Les yeux rivés au regard de l’infirmière anesthésiste, le corps tendu par l’inquiétude et allongé sur la table d’opération de l’Institut Curie, le patient est sur le point de s’endormir pour une intervention chirurgicale. Il n’imagine pas que les soins censés le soulager polluent considérablement notre environnement : pourtant à peine utilisés, les blouses, masques, emballages et seringues sont tous destinés à être jetés. Mais l’usage unique n’est pas le seul responsable de la pollution générée par la pratique hospitalière. Un autre coupable invisible a été identifié il y a quelques années : le gaz d’anesthésie.

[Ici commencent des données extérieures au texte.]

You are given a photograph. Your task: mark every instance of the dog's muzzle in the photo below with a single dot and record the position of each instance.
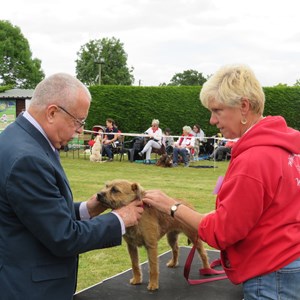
(101, 198)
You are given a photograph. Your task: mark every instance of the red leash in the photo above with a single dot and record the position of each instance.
(204, 271)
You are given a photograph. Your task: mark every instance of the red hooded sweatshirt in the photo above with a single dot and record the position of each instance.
(256, 224)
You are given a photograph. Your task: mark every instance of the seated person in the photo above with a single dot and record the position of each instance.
(168, 141)
(155, 140)
(97, 131)
(109, 138)
(184, 146)
(199, 138)
(221, 151)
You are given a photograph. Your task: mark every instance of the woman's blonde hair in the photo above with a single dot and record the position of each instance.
(155, 122)
(230, 84)
(187, 129)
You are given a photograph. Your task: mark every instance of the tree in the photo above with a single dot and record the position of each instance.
(188, 77)
(17, 67)
(105, 58)
(297, 83)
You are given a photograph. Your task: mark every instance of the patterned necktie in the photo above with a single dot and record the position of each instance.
(56, 152)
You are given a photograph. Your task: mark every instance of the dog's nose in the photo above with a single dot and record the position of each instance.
(100, 196)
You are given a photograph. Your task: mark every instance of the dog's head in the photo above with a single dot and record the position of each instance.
(118, 193)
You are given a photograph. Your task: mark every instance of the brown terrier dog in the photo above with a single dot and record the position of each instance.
(151, 228)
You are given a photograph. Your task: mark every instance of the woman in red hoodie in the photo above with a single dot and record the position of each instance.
(256, 223)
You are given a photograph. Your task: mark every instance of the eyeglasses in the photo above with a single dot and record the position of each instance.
(79, 122)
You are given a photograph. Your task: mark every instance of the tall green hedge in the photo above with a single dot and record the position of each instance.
(133, 108)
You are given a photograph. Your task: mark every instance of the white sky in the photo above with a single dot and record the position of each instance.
(164, 37)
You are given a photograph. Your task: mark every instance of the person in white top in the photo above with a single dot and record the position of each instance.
(184, 146)
(199, 138)
(155, 141)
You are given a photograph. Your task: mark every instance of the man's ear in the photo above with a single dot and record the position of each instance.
(51, 113)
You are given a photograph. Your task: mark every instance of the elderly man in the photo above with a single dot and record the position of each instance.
(42, 230)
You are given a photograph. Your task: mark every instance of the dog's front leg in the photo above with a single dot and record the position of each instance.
(136, 270)
(153, 268)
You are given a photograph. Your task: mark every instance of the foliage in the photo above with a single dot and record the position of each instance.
(105, 58)
(284, 101)
(97, 265)
(17, 67)
(188, 78)
(297, 83)
(133, 108)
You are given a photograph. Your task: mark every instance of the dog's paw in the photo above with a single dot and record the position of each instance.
(135, 281)
(172, 264)
(152, 286)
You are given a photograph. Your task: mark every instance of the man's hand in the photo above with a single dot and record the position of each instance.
(131, 213)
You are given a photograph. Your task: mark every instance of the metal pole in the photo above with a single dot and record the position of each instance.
(99, 73)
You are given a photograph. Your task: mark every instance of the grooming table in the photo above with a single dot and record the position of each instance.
(172, 284)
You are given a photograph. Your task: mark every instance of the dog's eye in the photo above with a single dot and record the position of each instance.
(114, 190)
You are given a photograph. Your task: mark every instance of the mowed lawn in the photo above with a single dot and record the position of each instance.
(86, 178)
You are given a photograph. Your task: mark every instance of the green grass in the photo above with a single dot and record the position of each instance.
(86, 178)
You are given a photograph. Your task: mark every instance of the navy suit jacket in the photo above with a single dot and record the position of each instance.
(40, 236)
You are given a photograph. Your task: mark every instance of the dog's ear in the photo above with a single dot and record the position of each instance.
(138, 190)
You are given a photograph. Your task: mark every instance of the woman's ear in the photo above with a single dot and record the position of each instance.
(245, 106)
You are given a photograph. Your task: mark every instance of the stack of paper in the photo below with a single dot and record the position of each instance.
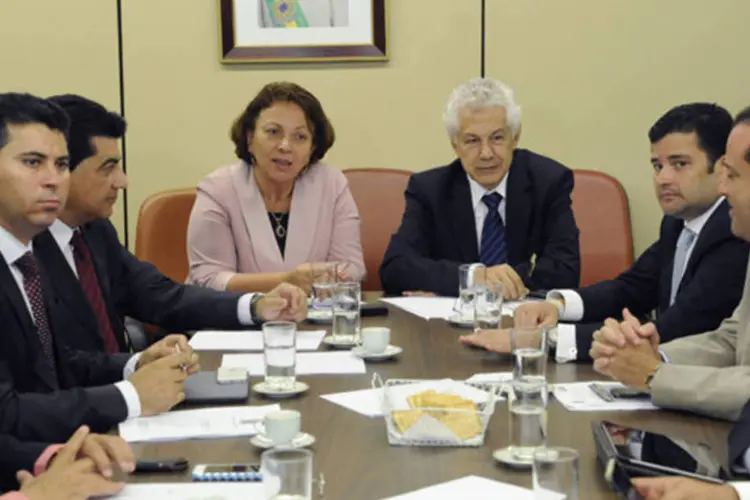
(308, 363)
(469, 486)
(230, 421)
(369, 402)
(192, 491)
(216, 340)
(578, 396)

« On a commencé à se poser la question de l’effet de serre des gaz utilisés pour anesthésier les patients en 2015, raconte la Dr Jane Muret, cheffe de service d’anesthésie-réanimation à l’Institut Curie et membre du comité développement durable de l’association European Society of Anaesthesiology. Des gaz halogénés tels que le sévoflurane et le desflurane, qui sont des puissants gaz à effet de serre, ont été découverts dans l’atmosphère. Comme les anesthésistes sont les seuls à les utiliser, les coupables étaient faciles à identifier. »

En France, le bloc opératoire de l’institut et quelques hôpitaux canadiens, portugais, allemand et britannique sont les premiers au monde à avoir cherché à les capturer et à les recycler.

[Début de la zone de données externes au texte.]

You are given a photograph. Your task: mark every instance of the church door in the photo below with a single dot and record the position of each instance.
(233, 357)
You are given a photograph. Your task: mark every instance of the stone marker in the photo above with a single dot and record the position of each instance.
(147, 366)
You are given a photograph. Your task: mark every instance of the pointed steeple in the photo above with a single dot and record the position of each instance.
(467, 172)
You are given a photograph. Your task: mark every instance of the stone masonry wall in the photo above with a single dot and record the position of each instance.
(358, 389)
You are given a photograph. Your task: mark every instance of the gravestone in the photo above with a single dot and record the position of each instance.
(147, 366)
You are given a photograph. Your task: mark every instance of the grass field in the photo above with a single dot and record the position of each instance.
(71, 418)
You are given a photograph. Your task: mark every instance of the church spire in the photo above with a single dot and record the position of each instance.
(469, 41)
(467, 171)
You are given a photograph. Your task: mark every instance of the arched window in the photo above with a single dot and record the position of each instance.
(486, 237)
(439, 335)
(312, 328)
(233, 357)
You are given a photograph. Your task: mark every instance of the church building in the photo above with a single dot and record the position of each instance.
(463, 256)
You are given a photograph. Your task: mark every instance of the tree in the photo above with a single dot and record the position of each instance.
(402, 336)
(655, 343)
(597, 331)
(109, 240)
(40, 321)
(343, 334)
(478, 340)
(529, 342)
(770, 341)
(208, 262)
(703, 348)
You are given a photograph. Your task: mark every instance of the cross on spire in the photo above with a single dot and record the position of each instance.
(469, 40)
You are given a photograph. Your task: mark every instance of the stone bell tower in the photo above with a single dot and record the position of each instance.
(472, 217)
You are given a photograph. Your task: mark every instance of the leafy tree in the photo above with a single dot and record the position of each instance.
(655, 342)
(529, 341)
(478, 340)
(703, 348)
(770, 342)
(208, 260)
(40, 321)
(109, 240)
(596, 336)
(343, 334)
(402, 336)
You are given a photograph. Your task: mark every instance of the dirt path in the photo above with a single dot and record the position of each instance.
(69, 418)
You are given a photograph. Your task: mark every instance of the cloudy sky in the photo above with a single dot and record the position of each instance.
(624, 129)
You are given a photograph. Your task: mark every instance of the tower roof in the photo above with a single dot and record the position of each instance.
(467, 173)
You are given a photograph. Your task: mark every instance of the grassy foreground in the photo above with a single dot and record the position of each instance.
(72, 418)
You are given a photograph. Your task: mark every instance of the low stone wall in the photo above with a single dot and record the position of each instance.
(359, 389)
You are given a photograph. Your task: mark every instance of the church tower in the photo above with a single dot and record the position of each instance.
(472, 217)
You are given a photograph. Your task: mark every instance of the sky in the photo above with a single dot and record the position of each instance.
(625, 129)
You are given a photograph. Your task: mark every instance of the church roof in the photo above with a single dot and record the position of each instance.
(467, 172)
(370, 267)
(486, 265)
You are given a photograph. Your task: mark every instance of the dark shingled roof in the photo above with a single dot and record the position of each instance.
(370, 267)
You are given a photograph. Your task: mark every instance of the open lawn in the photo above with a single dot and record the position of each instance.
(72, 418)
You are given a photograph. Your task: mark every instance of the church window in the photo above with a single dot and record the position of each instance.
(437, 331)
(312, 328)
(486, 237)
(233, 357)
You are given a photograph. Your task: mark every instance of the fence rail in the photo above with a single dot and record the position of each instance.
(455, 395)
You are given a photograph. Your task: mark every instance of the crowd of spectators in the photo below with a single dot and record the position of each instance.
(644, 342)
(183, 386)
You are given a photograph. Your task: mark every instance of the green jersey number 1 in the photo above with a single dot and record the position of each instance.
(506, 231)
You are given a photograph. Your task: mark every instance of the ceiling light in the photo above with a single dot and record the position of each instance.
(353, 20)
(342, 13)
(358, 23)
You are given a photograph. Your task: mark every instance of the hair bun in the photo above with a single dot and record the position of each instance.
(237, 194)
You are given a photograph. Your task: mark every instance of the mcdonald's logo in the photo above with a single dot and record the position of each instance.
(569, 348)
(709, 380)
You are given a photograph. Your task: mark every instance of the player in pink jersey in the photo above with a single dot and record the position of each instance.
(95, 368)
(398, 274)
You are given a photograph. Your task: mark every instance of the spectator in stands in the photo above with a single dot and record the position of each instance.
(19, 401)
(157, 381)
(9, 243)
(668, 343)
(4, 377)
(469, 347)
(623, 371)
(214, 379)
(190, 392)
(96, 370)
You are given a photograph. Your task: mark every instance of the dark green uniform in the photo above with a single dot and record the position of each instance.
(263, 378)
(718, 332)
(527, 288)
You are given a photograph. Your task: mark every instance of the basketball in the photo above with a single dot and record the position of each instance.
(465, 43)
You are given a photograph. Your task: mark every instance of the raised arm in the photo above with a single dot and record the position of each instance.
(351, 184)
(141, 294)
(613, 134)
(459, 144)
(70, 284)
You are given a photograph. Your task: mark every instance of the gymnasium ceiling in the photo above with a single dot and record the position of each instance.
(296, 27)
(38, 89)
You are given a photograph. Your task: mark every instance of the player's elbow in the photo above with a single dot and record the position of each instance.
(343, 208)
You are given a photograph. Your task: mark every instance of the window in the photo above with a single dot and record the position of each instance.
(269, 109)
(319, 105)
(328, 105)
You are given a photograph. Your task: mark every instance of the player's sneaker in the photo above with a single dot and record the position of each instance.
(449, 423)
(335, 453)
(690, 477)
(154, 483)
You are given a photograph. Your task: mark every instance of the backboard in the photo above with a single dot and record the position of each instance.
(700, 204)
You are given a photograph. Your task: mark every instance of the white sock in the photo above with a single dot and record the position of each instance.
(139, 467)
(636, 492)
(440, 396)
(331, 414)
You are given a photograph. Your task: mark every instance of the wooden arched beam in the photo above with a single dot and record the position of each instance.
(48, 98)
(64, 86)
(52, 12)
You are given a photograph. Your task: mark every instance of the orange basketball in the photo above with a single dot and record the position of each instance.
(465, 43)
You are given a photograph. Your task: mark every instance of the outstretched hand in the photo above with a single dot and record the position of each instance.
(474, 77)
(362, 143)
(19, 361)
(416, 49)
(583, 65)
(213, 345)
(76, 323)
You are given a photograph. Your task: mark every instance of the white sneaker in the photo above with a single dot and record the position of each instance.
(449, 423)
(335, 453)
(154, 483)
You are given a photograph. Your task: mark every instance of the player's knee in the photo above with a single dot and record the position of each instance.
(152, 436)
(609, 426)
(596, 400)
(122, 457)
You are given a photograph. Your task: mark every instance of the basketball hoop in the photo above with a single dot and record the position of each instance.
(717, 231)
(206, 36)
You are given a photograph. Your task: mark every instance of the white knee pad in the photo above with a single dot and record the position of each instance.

1 heure d’anesthésie = 600 km en voiture

Le patient s’est endormi. Blandine Garnier, infirmière anesthésiste, reste attentive à tous les paramètres cliniques affichés sur l’écran du respirateur. « Je vérifie la quantité de sévoflurane administrée au patient », indique la jeune femme. Ce type de gaz est le plus couramment appliqué aujourd’hui dans les blocs opératoires au niveau mondial. « Avant nous utilisions le desflurane, un gaz halogéné 2 540 fois plus délétère que le CO2 en matière de réchauffement climatique. En comparaison, le sévoflurane a un potentiel de réchauffement global 130 fois plus important que le CO2 », explique la Dr Jane Muret.

Selon une étude de The Lancet, une heure d’anesthésie générale avec le desflurane équivaut aux émissions de gaz à effet de serre émises par un trajet en voiture d’environ 600 km. « Dans notre centre de cancérologie, nous n’utilisons plus de desflurane depuis 2017 et nous avons construit un bloc neuf sans protoxyde d’azote : un autre gaz à effet de serre, destructeur de la couche d’ozone, dont la durée de vie prolongée dans l’atmosphère est de 114 années », déclare Jane Muret.

Pour comprendre l’ampleur du phénomène, l’utilisation d’un flacon de 250 ml de sévoflurane émet 44 kg eqCO2. En 2022, 600 flacons de ce gaz ont été utilisés au bloc opératoire de l’Institut Curie.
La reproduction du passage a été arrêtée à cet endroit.